Punitive damages are available if the plaintiff demonstrates that the defendant discriminated against her "with malice or with reckless indifference to [her] federally protected rights." 41 U.S.C. § 1981a(b)(1). Proof of intentional discrimination and actual injury or loss is not enough; the plaintiff "must meet an even higher standard" involving "malice or reckless or callous indifference" to the plaintiff's rights McKinnon v. Kwong Wah Restaurant, 83 F.3d 498, 507 (1st Cir. 1996) (quoting legislative history of section 1981a). The precise contours of that higher standard have not yet been defined by the First Circuit, although this court has previously suggested that a punitive damages award under Title VII requires a showing of "intent to harm" or "serious disregard for the consequences" of the actions in question. Braverman v. Penobscot Shoe Co., 859 F.Supp. 596, 604 (D.Me. 1994) (citation omitted). I agree with the defendant that the plaintiff is not automatically entitled to punitive damages by offering proof of intentional discrimination. However, in my view, a reasonable factfinder could infer that Duvall was recklessly indifferent to her right not to suffer discrimination because of her gender. The defendant is not entitled to summary judgment on the punitive damages claim.

IV. Conclusion

For the foregoing reasons, I recommend that the defendant's motion for summary judgment be DENIED.

NOTICE

A party may file objections to those specified portions of a magistrate judge's report or proposed findings or recommended decisions entered pursuant to 28 U.S.C. § 636(b)(1)(B) for which de novo review by the district court is sought, together with a supporting memorandum, within ten (10) days after being served with a copy thereof. A responsive memorandum shall be filed within ten (10) days after the filing of the objection.

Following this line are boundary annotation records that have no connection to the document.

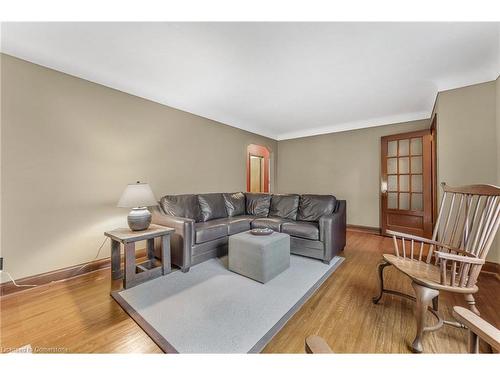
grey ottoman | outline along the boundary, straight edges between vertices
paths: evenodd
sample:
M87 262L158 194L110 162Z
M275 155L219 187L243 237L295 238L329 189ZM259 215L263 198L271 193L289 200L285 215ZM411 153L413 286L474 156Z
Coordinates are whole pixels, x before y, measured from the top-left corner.
M229 237L228 258L230 271L266 283L290 267L290 236L235 234Z

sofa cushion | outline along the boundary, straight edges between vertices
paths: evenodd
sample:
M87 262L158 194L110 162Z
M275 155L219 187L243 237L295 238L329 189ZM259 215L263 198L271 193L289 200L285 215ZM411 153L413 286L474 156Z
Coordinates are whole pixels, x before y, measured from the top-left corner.
M269 228L275 232L281 232L281 224L283 224L286 219L280 217L259 217L252 221L252 228Z
M160 205L167 215L201 220L200 205L195 194L165 195Z
M223 193L227 216L245 215L245 194Z
M319 241L318 224L314 222L286 222L281 225L281 231L290 236Z
M299 209L298 194L274 194L271 198L269 216L295 220Z
M333 213L335 202L333 195L303 194L300 196L297 220L318 221L321 216Z
M207 221L196 223L194 225L195 243L199 244L227 236L227 220L228 219L220 219L215 222Z
M247 215L267 217L271 205L271 195L259 193L246 193Z
M221 193L198 194L198 203L202 221L227 217L226 204Z

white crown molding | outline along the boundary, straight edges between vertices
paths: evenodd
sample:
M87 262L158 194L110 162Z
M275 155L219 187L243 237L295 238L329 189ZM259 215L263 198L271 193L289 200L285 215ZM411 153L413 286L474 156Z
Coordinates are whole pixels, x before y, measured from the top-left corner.
M312 137L315 135L338 133L348 130L356 129L366 129L375 126L390 125L396 123L403 123L408 121L426 120L430 117L431 113L429 111L425 112L415 112L415 113L404 113L394 116L380 117L376 119L361 120L356 122L348 122L344 124L329 125L314 129L299 130L294 132L282 133L278 135L278 141L284 141L287 139Z

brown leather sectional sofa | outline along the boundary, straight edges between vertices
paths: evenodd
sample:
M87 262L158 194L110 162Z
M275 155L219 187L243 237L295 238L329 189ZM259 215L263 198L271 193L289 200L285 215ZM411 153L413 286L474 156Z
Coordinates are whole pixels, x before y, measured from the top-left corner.
M333 195L210 193L166 195L153 223L175 228L172 263L192 265L227 254L228 237L251 228L290 235L290 251L329 263L346 242L346 202Z

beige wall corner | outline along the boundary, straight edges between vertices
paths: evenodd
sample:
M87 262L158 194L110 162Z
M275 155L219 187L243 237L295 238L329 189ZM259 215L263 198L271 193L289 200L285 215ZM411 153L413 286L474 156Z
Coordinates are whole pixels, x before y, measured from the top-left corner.
M451 186L498 183L497 83L438 94L438 182ZM499 258L498 246L493 246L487 259L500 263Z
M379 227L380 137L428 129L429 120L279 141L278 191L347 200L348 224Z
M496 128L497 128L497 185L500 186L500 77L495 81L496 86ZM496 237L496 252L488 257L488 260L500 263L500 234L497 233Z

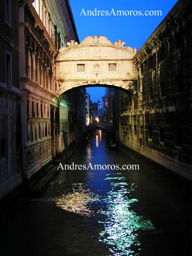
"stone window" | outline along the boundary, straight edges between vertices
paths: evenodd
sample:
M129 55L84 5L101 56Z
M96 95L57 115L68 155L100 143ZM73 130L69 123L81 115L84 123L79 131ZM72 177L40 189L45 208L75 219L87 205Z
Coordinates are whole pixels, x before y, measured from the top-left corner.
M164 131L163 127L159 128L159 139L160 141L164 142Z
M109 71L115 72L117 71L117 63L109 63Z
M86 65L85 64L77 64L77 72L85 72Z

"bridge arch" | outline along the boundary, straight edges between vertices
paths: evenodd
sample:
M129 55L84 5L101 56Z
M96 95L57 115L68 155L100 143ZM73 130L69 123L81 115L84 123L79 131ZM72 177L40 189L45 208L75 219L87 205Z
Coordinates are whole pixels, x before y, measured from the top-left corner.
M56 95L74 88L110 87L130 94L137 106L137 72L132 59L136 49L103 36L88 36L62 47L56 60Z

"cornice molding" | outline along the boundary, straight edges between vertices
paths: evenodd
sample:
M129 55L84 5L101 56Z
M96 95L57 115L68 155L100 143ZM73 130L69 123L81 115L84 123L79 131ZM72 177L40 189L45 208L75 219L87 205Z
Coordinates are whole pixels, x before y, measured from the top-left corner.
M40 29L42 30L44 36L49 42L51 49L54 52L54 55L56 55L57 54L57 50L55 47L55 46L54 44L53 41L51 40L51 38L48 32L47 31L47 30L45 27L44 24L42 24L42 22L41 22L41 20L40 19L39 15L38 15L35 8L32 5L31 1L30 0L27 0L27 4L29 10L35 18L37 26L39 27Z

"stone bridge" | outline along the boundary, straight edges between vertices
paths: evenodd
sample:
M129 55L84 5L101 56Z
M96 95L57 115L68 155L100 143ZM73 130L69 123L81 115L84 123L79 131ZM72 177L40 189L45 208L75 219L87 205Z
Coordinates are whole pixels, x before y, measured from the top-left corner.
M106 123L104 122L95 122L93 123L91 123L88 126L87 126L89 130L110 130L113 126L112 124L109 123Z

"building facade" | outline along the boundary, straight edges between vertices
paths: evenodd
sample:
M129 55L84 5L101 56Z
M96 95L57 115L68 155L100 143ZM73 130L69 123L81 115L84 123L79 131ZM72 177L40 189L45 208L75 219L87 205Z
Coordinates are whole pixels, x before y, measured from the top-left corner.
M191 1L178 1L133 58L138 108L129 94L117 100L120 142L190 180L191 17Z

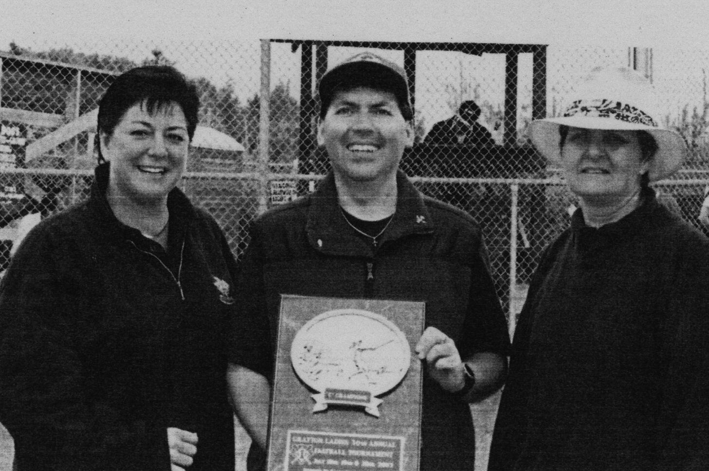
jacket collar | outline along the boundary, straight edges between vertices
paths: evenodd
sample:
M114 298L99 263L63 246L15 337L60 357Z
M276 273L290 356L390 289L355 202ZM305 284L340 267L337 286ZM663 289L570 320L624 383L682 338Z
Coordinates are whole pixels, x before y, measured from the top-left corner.
M654 216L660 210L660 204L654 190L647 188L641 194L643 202L620 221L596 228L586 226L581 208L571 216L571 231L576 240L587 250L593 252L618 243L621 240L637 233L647 232L654 225Z
M97 226L104 229L106 235L118 240L128 239L143 243L147 239L140 231L118 221L106 199L109 170L110 162L100 164L94 169L88 207L96 218ZM167 209L169 212L169 238L172 240L174 236L176 240L182 240L189 221L194 215L194 209L184 194L178 188L174 188L167 195Z
M396 210L379 239L379 247L415 234L432 233L435 221L420 193L401 171L396 174ZM335 175L330 172L311 196L306 231L316 250L328 255L372 257L374 248L347 224L342 215Z

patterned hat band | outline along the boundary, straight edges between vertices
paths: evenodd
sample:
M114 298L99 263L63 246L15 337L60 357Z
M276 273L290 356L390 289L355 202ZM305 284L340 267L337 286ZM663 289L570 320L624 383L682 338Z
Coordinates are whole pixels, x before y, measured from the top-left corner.
M566 109L564 117L580 115L594 118L614 118L633 124L657 127L654 120L644 111L627 103L606 99L576 100Z

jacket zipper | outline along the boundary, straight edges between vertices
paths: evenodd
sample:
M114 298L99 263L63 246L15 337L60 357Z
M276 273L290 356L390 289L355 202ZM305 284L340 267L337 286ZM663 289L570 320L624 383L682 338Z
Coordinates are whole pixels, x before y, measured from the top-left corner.
M146 253L150 255L151 257L155 257L155 260L157 260L158 262L160 262L160 265L162 265L162 267L167 271L168 273L170 274L170 277L172 278L172 280L175 282L175 284L177 285L177 287L179 289L180 298L182 298L182 301L184 301L184 292L182 291L182 284L179 282L179 279L182 277L182 259L183 259L182 255L184 253L184 240L182 240L182 247L180 248L179 251L179 266L178 266L177 267L177 278L175 278L175 275L172 274L172 272L170 271L170 269L167 267L167 265L163 263L162 260L160 260L160 257L158 257L154 253L150 253L150 252L146 252L143 249L138 248L138 246L136 245L135 243L133 242L133 240L129 240L129 242L132 243L133 245L133 247L135 247L139 252Z

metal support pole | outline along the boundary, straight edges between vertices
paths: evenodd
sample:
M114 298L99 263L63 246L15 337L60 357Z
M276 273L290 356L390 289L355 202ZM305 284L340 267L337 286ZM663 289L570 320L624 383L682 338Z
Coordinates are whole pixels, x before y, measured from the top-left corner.
M517 205L519 191L519 184L513 183L510 186L512 207L510 211L510 315L508 328L510 339L515 335L515 326L517 324L517 313L513 301L517 295Z
M259 97L259 174L258 212L263 214L268 209L269 115L269 97L271 94L271 41L261 40L261 92Z
M517 141L517 84L518 55L508 52L505 58L505 129L503 132L506 147Z

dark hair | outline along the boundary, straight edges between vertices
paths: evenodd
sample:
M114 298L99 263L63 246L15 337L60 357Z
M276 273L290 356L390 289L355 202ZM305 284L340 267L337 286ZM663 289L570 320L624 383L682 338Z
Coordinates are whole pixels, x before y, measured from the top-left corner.
M564 147L564 143L566 140L566 135L569 134L569 129L571 126L564 126L563 124L559 126L559 135L560 139L559 140L559 150L561 152L562 148ZM659 147L657 145L657 141L655 138L652 137L652 135L648 133L647 131L637 131L637 143L640 146L640 152L642 155L641 156L641 160L642 162L648 162L652 160L654 157L655 153L657 152L657 149ZM650 184L650 177L647 174L647 172L642 174L640 177L640 187L642 189L647 188Z
M466 111L469 111L476 116L480 116L480 106L478 104L475 103L472 100L467 100L467 101L463 101L460 104L460 106L458 108L459 114L463 114Z
M113 133L125 112L138 103L145 103L148 113L174 101L184 113L187 135L192 140L197 127L199 97L194 84L177 69L167 65L147 65L131 69L117 77L99 103L96 149L99 163L105 162L98 145L101 133Z

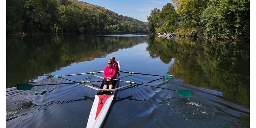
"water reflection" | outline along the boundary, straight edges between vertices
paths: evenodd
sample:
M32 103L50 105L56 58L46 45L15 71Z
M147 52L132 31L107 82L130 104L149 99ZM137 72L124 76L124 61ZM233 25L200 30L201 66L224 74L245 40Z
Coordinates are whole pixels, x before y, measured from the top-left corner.
M6 39L6 88L33 82L72 63L102 57L146 36L28 36Z
M184 82L223 92L224 99L250 108L250 45L175 37L151 37L147 50L152 58L172 61L169 74Z

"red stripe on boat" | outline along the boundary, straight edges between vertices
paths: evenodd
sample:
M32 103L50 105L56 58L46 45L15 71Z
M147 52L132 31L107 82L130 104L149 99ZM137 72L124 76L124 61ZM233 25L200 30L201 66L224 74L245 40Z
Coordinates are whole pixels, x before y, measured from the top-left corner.
M102 108L103 107L104 104L105 104L105 102L106 102L107 99L110 97L112 95L107 95L104 94L102 95L97 95L97 96L99 97L99 103L98 103L98 107L97 108L97 111L96 112L96 116L95 117L95 120L96 118L97 118L97 117L98 117L99 113L100 113L100 111L101 110ZM102 100L100 100L100 98L102 98ZM100 103L101 102L102 102L102 104Z

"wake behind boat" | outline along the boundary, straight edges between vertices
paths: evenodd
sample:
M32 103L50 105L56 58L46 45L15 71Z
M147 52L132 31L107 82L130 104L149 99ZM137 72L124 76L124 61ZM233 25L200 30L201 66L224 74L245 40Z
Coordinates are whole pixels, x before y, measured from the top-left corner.
M132 75L132 74L137 74L142 75L149 75L155 76L157 76L163 77L162 78L158 79L155 80L159 80L164 78L172 78L173 76L172 75L166 75L161 76L156 75L148 74L144 73L137 73L133 72L125 72L120 71L120 65L119 61L117 61L117 63L119 67L119 72L128 73L130 74L126 76L119 77L119 73L118 74L117 77L116 79L111 79L116 81L115 85L113 86L113 88L112 89L103 89L104 83L103 82L103 80L95 81L88 81L85 80L81 82L77 82L69 80L67 79L62 78L62 77L74 76L77 75L81 75L83 74L91 74L92 75L95 76L100 78L102 79L104 79L103 76L94 75L95 73L103 72L103 71L99 72L92 72L86 73L79 73L74 74L70 74L65 75L55 75L53 77L53 78L63 78L65 80L72 82L70 83L66 83L59 84L17 84L17 89L19 90L31 90L33 87L35 86L44 86L46 85L56 85L59 84L79 84L79 85L82 85L87 87L89 87L92 89L96 90L96 94L95 95L95 98L92 104L92 106L90 114L89 115L88 121L87 122L86 128L99 128L101 127L105 121L105 119L107 116L107 114L109 110L111 109L111 105L114 100L115 100L116 96L116 94L117 91L118 90L130 87L133 84L136 84L137 85L142 85L149 87L154 87L157 88L159 88L164 89L166 89L169 90L176 91L179 95L180 96L191 97L192 96L192 91L189 90L174 90L169 89L167 88L157 87L155 86L149 84L145 84L142 83L138 83L131 81L124 81L121 80L121 78L125 77L128 76ZM119 87L119 84L120 82L128 83L128 84L123 86L121 87ZM87 83L92 82L102 82L101 85L99 88L96 88L92 85L86 84Z

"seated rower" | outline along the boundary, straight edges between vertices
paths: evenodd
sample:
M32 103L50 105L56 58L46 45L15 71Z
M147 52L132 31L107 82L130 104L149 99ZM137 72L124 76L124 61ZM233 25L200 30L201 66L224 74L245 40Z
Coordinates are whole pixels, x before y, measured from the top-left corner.
M108 66L104 68L103 74L104 76L104 85L103 89L112 89L113 88L113 85L115 84L116 81L115 80L109 79L108 78L116 79L116 68L113 66L112 61L108 60Z

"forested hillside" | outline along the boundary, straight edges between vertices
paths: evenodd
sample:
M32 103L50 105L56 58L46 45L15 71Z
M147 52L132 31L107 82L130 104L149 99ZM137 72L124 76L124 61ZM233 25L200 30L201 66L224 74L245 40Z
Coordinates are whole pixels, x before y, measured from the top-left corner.
M147 17L153 33L250 39L250 0L173 0Z
M6 1L6 33L26 34L148 32L147 23L104 7L70 0Z

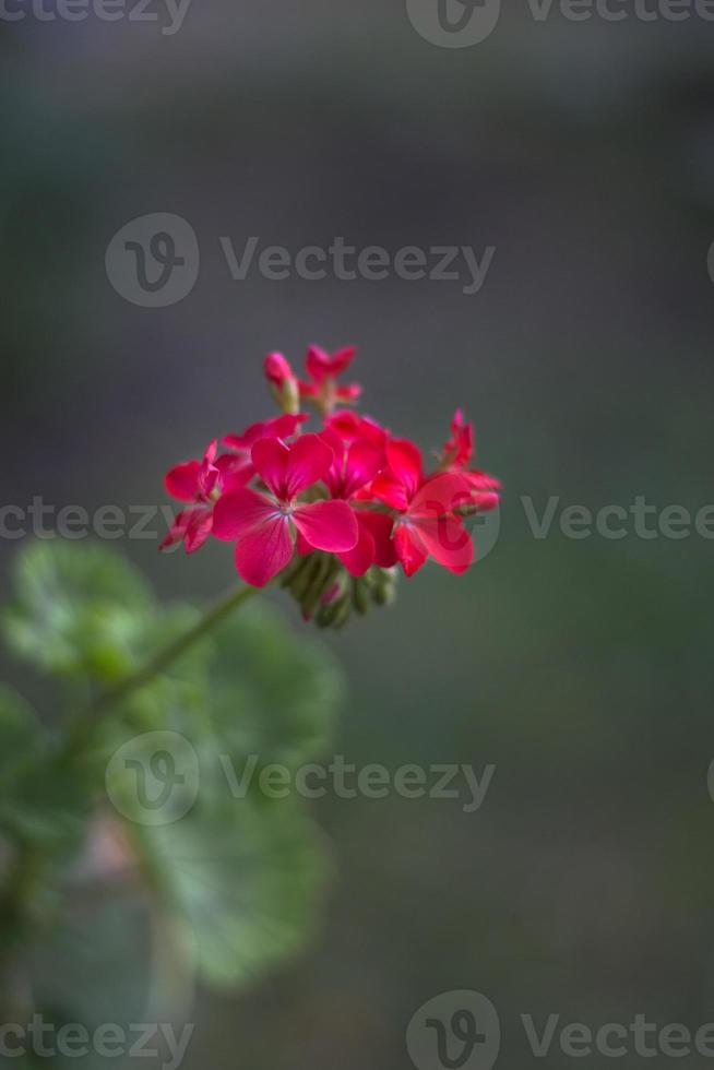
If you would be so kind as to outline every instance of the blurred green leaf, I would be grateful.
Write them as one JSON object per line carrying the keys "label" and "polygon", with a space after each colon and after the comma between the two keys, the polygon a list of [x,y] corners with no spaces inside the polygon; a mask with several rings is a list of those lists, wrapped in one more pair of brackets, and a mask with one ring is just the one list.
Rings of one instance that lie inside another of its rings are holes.
{"label": "blurred green leaf", "polygon": [[14,580],[1,619],[15,654],[44,671],[102,681],[130,671],[139,615],[152,598],[123,558],[94,544],[36,543],[17,558]]}
{"label": "blurred green leaf", "polygon": [[0,830],[62,852],[82,835],[86,807],[82,778],[55,765],[51,740],[31,708],[0,688]]}
{"label": "blurred green leaf", "polygon": [[343,691],[330,652],[265,605],[228,620],[214,644],[210,711],[228,756],[295,769],[319,753]]}
{"label": "blurred green leaf", "polygon": [[243,984],[310,936],[325,864],[295,800],[198,807],[141,839],[185,953],[209,984]]}

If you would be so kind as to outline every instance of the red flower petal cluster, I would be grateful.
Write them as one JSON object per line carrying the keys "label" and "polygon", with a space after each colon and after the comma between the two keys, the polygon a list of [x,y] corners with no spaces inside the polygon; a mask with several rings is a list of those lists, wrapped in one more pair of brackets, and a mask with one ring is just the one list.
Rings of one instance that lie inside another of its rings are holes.
{"label": "red flower petal cluster", "polygon": [[[183,542],[193,552],[211,534],[235,543],[238,573],[259,587],[278,573],[297,574],[300,558],[319,558],[323,605],[334,602],[341,578],[397,562],[407,576],[430,557],[465,572],[474,547],[464,519],[493,509],[500,490],[497,479],[471,467],[472,425],[457,409],[435,471],[425,472],[409,439],[336,408],[361,393],[338,381],[354,356],[353,347],[330,355],[310,346],[302,379],[282,354],[270,354],[265,377],[283,415],[226,435],[221,455],[214,440],[201,460],[167,473],[168,492],[189,504],[162,547]],[[302,402],[317,409],[317,432],[302,431],[309,418],[299,412]]]}

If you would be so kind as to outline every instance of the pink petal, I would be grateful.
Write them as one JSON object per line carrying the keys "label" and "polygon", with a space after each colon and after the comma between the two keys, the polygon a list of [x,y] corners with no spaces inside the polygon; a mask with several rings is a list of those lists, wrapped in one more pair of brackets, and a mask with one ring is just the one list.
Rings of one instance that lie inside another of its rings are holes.
{"label": "pink petal", "polygon": [[213,510],[210,508],[194,509],[186,530],[183,545],[187,554],[195,554],[201,549],[213,528]]}
{"label": "pink petal", "polygon": [[362,388],[358,382],[349,383],[346,387],[337,387],[335,394],[343,402],[357,401],[361,396]]}
{"label": "pink petal", "polygon": [[186,509],[183,512],[176,514],[166,538],[158,547],[159,550],[165,550],[167,547],[174,546],[176,543],[183,542],[183,538],[186,537],[186,530],[189,525],[192,512],[192,509]]}
{"label": "pink petal", "polygon": [[392,509],[398,509],[401,513],[406,512],[408,508],[409,502],[403,484],[385,472],[372,482],[369,492]]}
{"label": "pink petal", "polygon": [[217,459],[216,467],[221,473],[221,490],[224,495],[245,487],[255,475],[250,455],[245,453],[242,456],[224,453]]}
{"label": "pink petal", "polygon": [[235,543],[282,513],[277,503],[265,495],[243,487],[224,495],[213,510],[213,534],[226,543]]}
{"label": "pink petal", "polygon": [[179,501],[195,501],[199,494],[199,473],[201,471],[200,461],[188,461],[186,464],[177,464],[166,473],[164,486],[171,496]]}
{"label": "pink petal", "polygon": [[487,472],[464,472],[464,478],[475,490],[500,490],[501,480]]}
{"label": "pink petal", "polygon": [[357,441],[347,453],[344,477],[344,497],[352,498],[356,490],[371,483],[384,467],[384,451],[370,442]]}
{"label": "pink petal", "polygon": [[347,345],[343,349],[337,349],[336,353],[333,353],[330,358],[330,373],[335,377],[342,376],[353,362],[356,353],[357,346],[354,345]]}
{"label": "pink petal", "polygon": [[267,484],[276,498],[284,500],[287,463],[290,455],[288,447],[281,439],[271,437],[260,439],[251,453],[259,476]]}
{"label": "pink petal", "polygon": [[355,515],[360,527],[367,527],[374,539],[374,563],[380,569],[391,569],[396,564],[396,547],[392,538],[394,518],[389,513],[376,513],[366,509],[357,510]]}
{"label": "pink petal", "polygon": [[236,544],[236,569],[246,583],[264,587],[293,558],[287,516],[278,513]]}
{"label": "pink petal", "polygon": [[316,501],[293,512],[297,530],[316,550],[344,554],[357,545],[359,528],[346,501]]}
{"label": "pink petal", "polygon": [[471,500],[468,484],[462,475],[447,472],[427,479],[412,499],[409,516],[443,516]]}
{"label": "pink petal", "polygon": [[392,439],[386,443],[386,461],[407,498],[413,498],[421,482],[420,450],[408,439]]}
{"label": "pink petal", "polygon": [[461,520],[453,516],[419,518],[414,528],[425,549],[451,572],[465,572],[473,563],[474,544]]}
{"label": "pink petal", "polygon": [[[258,445],[254,449],[258,449]],[[287,460],[286,499],[291,500],[301,490],[323,479],[330,471],[332,459],[332,450],[319,435],[301,435],[290,447]]]}
{"label": "pink petal", "polygon": [[293,369],[282,353],[269,353],[263,364],[265,378],[275,387],[282,387],[286,379],[294,379]]}
{"label": "pink petal", "polygon": [[305,360],[305,368],[310,379],[320,383],[330,371],[330,357],[319,345],[311,345]]}
{"label": "pink petal", "polygon": [[297,538],[295,539],[295,549],[300,557],[307,557],[308,554],[312,554],[313,550],[305,535],[302,535],[300,532],[297,533]]}
{"label": "pink petal", "polygon": [[[360,520],[357,513],[358,521]],[[359,538],[357,539],[357,545],[354,549],[347,550],[346,554],[340,554],[340,560],[347,569],[350,575],[364,575],[367,569],[371,568],[374,563],[374,539],[369,528],[359,523]]]}
{"label": "pink petal", "polygon": [[250,450],[259,439],[276,437],[278,439],[291,438],[300,424],[310,417],[307,413],[297,413],[295,416],[275,416],[270,420],[260,420],[246,428],[242,435],[226,435],[223,440],[224,445],[233,450]]}
{"label": "pink petal", "polygon": [[394,547],[406,575],[418,572],[429,556],[417,533],[407,524],[394,528]]}

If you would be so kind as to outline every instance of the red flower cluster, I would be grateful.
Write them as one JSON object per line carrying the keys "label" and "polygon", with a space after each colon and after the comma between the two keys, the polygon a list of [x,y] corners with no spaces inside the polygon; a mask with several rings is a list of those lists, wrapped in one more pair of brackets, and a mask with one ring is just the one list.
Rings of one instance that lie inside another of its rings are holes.
{"label": "red flower cluster", "polygon": [[[500,487],[469,467],[472,425],[456,412],[427,474],[414,442],[353,408],[336,408],[354,405],[361,393],[356,383],[338,383],[354,355],[354,348],[330,355],[311,346],[306,379],[282,354],[266,357],[265,376],[283,415],[226,436],[221,455],[214,440],[202,460],[168,472],[166,489],[189,504],[162,548],[183,542],[193,552],[211,534],[235,543],[238,573],[259,587],[278,573],[305,572],[302,559],[317,556],[324,605],[342,593],[345,578],[374,575],[397,562],[408,576],[429,557],[452,572],[466,571],[474,550],[464,518],[493,509]],[[317,409],[317,433],[304,432],[309,417],[301,403]]]}

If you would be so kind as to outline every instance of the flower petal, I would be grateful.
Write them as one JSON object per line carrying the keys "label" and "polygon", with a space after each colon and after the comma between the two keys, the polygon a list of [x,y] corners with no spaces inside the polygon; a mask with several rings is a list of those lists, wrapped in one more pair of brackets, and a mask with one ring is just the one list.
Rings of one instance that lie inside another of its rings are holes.
{"label": "flower petal", "polygon": [[[357,514],[359,520],[359,514]],[[359,524],[359,537],[354,549],[345,554],[338,554],[338,558],[350,575],[364,575],[367,569],[374,563],[374,539],[369,528]]]}
{"label": "flower petal", "polygon": [[471,501],[468,484],[462,475],[447,472],[427,479],[409,504],[409,516],[444,516]]}
{"label": "flower petal", "polygon": [[391,569],[396,564],[396,547],[392,538],[394,519],[389,513],[376,513],[371,510],[356,510],[355,515],[360,528],[366,527],[374,540],[374,563],[380,569]]}
{"label": "flower petal", "polygon": [[282,514],[273,499],[243,487],[224,495],[216,502],[213,534],[226,543],[235,543],[276,515]]}
{"label": "flower petal", "polygon": [[289,448],[282,439],[271,436],[259,439],[250,455],[261,479],[267,484],[276,498],[284,501],[287,498],[285,488]]}
{"label": "flower petal", "polygon": [[171,496],[179,501],[195,501],[199,494],[199,473],[201,472],[200,461],[187,461],[186,464],[177,464],[166,473],[164,486]]}
{"label": "flower petal", "polygon": [[392,439],[386,443],[388,464],[413,498],[421,483],[421,451],[409,439]]}
{"label": "flower petal", "polygon": [[186,528],[183,545],[187,554],[200,550],[213,530],[213,509],[210,507],[192,510]]}
{"label": "flower petal", "polygon": [[384,467],[384,451],[370,442],[358,441],[349,447],[344,476],[344,497],[352,498],[356,490],[371,483]]}
{"label": "flower petal", "polygon": [[246,583],[264,587],[289,564],[294,550],[289,521],[277,513],[236,544],[236,569]]}
{"label": "flower petal", "polygon": [[414,575],[429,557],[419,536],[408,524],[397,524],[394,528],[394,547],[406,575]]}
{"label": "flower petal", "polygon": [[474,544],[463,521],[453,516],[419,518],[414,528],[435,561],[461,574],[474,561]]}
{"label": "flower petal", "polygon": [[378,498],[384,504],[391,506],[392,509],[398,509],[401,513],[406,512],[408,509],[409,502],[403,484],[386,472],[382,472],[381,475],[377,476],[369,488],[369,492],[373,498]]}
{"label": "flower petal", "polygon": [[[258,445],[254,449],[258,449]],[[319,435],[301,435],[289,450],[285,484],[286,498],[288,500],[295,498],[301,490],[306,490],[313,483],[323,479],[330,471],[332,457],[332,450]]]}
{"label": "flower petal", "polygon": [[346,501],[316,501],[293,513],[297,530],[316,550],[344,554],[357,545],[359,528]]}

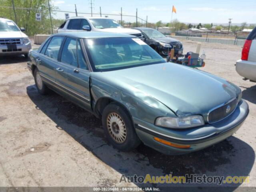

Failure to file a timely objection shall constitute a waiver of the right to de novo review by the district court and to appeal the district court's order.

Dated this 30th day of April, 1998.

1. In fact, the defendant contends that Duvall was not in its employ at the time of the MHRC hearing. Whether this is so is not of record.

2. Were this a McDonnell-Douglas-type case, the plaintiff would have been obliged to come forward with a prima facie case of discrimination, triggering an obligation on the part of the defendant to show a legitimate, non-discriminatory reason for its decision. Ayala- Gerena, 95 F.3d at 95. Assuming the defendant did so, the burden would then shift back to the plaintiff to show that the defendant's asserted reason or reasons were merely pretextual. Id.

3. According to Duvall, some of the qualities necessary for a good vehicle salesperson are "intangible," whereas others include having a "[p]rofessional personal appearance," "[e]xcellent communication skills" and the "[a]bility to sell a minimum quota according to dealership standards." Duvall Aff. at ¶ 5. Duvall's position is that the plaintiff lacked these qualifications, that prior sales experience was not one of the defendant's hiring criteria, and that he therefore "gave little weight to the fact that Ms. Duchesneau had some prior sales experience in fields unrelated to motor vehicles." Id. at ¶ 7.

4. As noted in Forrest, compensatory and punitive damages became available under Title VII by virtue of the 1991 Civil Rights Act and the Maine Legislature similarly amended the MHRA in 1997. Forrest, 1998 WL 24215 at *2. The defendant's position on damages cites only federal law and does not distinguish between the Title VII and MHRA claims.